DAKT thesis for this long call

The market-implied 1-standard-deviation range for DAKT extends from approximately $16.73 on the downside to $22.55 on the upside. A DAKT long call expresses a directional view that the underlying closes above the strike plus premium at expiration, ideally with implied volatility holding or expanding to preserve extrinsic value through the hold period. Current DAKT IV rank near 8.98% sits in the lower third of its 1-year distribution, where IV often re-expands toward the mean; this favors premium-buying structures and disadvantages premium-selling structures on DAKT at 51.70%. As a Technology name, DAKT options can move on sector-level news flow (peer earnings, regulatory updates, industry-specific macro data) in addition to DAKT-specific events.

DAKT long call positions are structurally bullish; the modeled P&L assumes European-style exercise at expiration and ignores early assignment, transaction costs, dividends paid before expiry on the stock leg (when present), and the bid-ask spread on the listed chain. DAKT positions also carry Technology sector concentration risk; news flow inside the sector (peer earnings, regulatory shifts, supply-chain headlines) can move DAKT alongside the broader basket even when DAKT-specific fundamentals are unchanged. Long-premium structures like a long call on DAKT are particularly exposed to IV-crush risk through scheduled events (earnings, FDA decisions, central-bank meetings) where IV typically contracts post-event regardless of the directional outcome. Always rebuild the position from current DAKT chain quotes before placing a trade.

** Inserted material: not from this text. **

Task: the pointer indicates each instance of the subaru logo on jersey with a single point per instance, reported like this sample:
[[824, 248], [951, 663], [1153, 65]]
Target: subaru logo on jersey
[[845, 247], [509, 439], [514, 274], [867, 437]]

Frequently asked questions

What is a long call on DAKT?
A long call on DAKT is the long call strategy applied to DAKT (stock). The strategy is structurally bullish: A long call buys upside exposure with a fixed maximum loss equal to the premium paid; profit accrues if the underlying closes above the strike plus premium at expiration. With DAKT stock trading near $19.64, the strikes shown on this page are snapped to the nearest listed DAKT chain strike and the premiums come straight from the end-of-day bid/ask midpoint.
How are DAKT long call max profit and max loss calculated?
Max profit is unbounded; max loss equals the premium paid times 100. Breakeven is strike plus premium. For the DAKT long call priced from the end-of-day chain at a 30-day expiry (ATM IV 51.70%), the computed maximum profit is unbounded per contract and the computed maximum loss is unbounded per contract. Live intraday quotes will differ as the chain moves through the trading session.
What is the breakeven for a DAKT long call?
The breakeven for the DAKT long call priced on this page is no defined breakeven on the modeled curve at expiration, derived from end-of-day chain premiums. Breakeven is the underlying price at which the strategy's P&L crosses zero ignoring transaction costs and assignment risk. The current DAKT market-implied 1-standard-deviation expected move is approximately 14.82%; if the move sits well outside the breakeven distance, the structure's risk-reward becomes correspondingly tighter.
When should you consider a long call on DAKT?
Long calls on DAKT express a bullish thesis with defined risk; traders use them ahead of DAKT catalysts (earnings, product launches, macro events) when the expected upside justifies the premium and theta decay.
How does current DAKT implied volatility affect this long call?
DAKT ATM IV is at 51.70% with IV rank near 8.98%, which is on the low end of its 1-year range. Premium-buying structures (long call, long put, debit spreads) are relatively cheap in this regime; premium-selling structures collect less credit per unit risk.